What We Learned: FEAR and the Monster

  • Scott Whitmore
  • Monday, June 1, 2009 9:26pm
  • Sports

Beautiful weather, more cars and some more good racing added up to a great show Saturday night at Evergreen Speedway. It was nice to see some folks making season debuts, and it was great to see 21 Super Figure Eight cars out for the 16th annual 60 Minutes of FEAR.

The crowd looked to me to be the largest of the season so far, and I believe they got their money’s worth and more, including seeing two great last-lap duels.

The first came in the Stinger 8 feature with Seth Funden and Lance O’Grain dive-bombing to the finish line (O’Grain won, barely) and the second when Daniel Moore got around defending champion Naima Lang on a green-white-checkered finish to come in a career-high second place in the Super Late Model feature.

Greg Scott dominated the 60 Minutes of FEAR, fearlessly (no pun intended) driving through the X and weaving in and out of lapped traffic. I asked him about it after the race and he said “I’m an old guy; I don’t have anything to lose.”

Not true, Greg. You were holding your granddaughter as we spoke, and she looked mighty worth hanging on to.

— As much as I enjoyed the 60 Minutes of FEAR, and the largest car count of the season, is it wrong of me to have wished there were even more cars there? So that when a car left the race for mechanical or tires, there would be cars waiting to get into the action, just like the old days?

— I’ve seen some rumblings on certain message boards about having a racers group put together a bid to manage Evergreen Speedway in 2011. While I’m not going to give you my opinion of that idea here, I would like to point out that something kinda-sorta similar has been going on in Detroit with the automakers.

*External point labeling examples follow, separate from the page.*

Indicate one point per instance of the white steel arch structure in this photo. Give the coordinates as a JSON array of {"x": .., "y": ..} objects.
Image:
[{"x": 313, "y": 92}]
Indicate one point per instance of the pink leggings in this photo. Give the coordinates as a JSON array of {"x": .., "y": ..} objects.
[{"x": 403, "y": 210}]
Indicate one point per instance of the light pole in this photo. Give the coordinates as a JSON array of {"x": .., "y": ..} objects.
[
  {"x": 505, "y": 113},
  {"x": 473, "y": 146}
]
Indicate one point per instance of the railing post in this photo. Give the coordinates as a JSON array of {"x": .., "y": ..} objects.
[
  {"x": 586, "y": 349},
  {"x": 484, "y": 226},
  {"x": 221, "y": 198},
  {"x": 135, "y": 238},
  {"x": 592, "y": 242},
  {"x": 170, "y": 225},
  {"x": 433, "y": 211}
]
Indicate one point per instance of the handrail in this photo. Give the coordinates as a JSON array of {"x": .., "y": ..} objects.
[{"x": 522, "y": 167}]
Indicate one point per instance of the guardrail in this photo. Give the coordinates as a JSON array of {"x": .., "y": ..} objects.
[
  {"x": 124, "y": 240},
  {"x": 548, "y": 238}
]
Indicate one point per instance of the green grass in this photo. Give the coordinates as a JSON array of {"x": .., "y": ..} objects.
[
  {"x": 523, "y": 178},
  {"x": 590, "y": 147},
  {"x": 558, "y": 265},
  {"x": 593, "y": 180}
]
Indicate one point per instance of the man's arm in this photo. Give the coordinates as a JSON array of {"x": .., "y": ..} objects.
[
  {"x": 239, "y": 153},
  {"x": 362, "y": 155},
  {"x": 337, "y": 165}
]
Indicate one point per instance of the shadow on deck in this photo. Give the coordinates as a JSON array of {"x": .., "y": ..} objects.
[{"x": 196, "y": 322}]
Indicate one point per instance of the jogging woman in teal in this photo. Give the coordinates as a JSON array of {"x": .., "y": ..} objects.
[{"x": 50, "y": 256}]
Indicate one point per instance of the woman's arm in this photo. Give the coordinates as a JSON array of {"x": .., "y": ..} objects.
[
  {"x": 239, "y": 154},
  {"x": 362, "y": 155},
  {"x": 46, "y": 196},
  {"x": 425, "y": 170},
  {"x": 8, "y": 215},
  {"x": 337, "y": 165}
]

Herald business editor Mike Benbow wrote a pretty good column today (read it here) about how Ford is doing better than Chrysler or GM in part because a non-“car-guy” is running the show. Something to think about, that. May be a good idea to have someone who likes racing, but isn’t a racer, running the show. (Ed: Being smart about business wouldn’t hurt, either.)

— The Anti-Kyle Busch Nation must be overjoyed this Monday. Shrub dominated both the NASCAR Nationwide and Truck races at Dover, and ended up winning neither. And after that move in the Nationwide race, how many of your Shrub-haters are rethinking your views on Joey Logano? On-and-off troubles in the Cup race kept Busch from getting to the front on Sunday, too.

— I’m not the Daly Planet or anything, but for my two cents the SPEED announcing team for the NASCAR Truck series are overall better than the groups calling the other series.

In addition to sounding like they’re enjoying themselves immensely, Rick Allen, Phil Parsons and Michael Waltrip do a great job of talking about more than just the top two or three drivers or teams. They give updates on sponsors, upcoming races, and other tidbits on all of the drivers during any given race.

— There’s loud, and then there’s IndyCar loud. The lucky winner of a Northsound Racing Show give-away of tickets to the Indy 500 was Al Haines, a crewmember on the late-model team of Naima Lang.

Haines reported that his trip to Indy was good, and his seats were between turns 3 and 4, right about where Tony Kanaan wrecked. Haines also reported that IndyCars are loud. He said even with hearing protection, he couldn’t stand to be right next to the track when they went by.

Although I was shut out locally, I did OK this weekend on the national front, correctly picking Scott Dixon to win the IndyCar race at the Milwaukee Mile and Ron Capps to win the Wally for Funny Car at the NHRA Summer Nationals in Topeka, Kan.

That leaves me, still, with the figure-eight divisions at Evergreen Speedway, and Pro Stock Motorcycle in NHRA to correctly guess to complete my Grand Slam of Prognostication. Not bad, all things considered.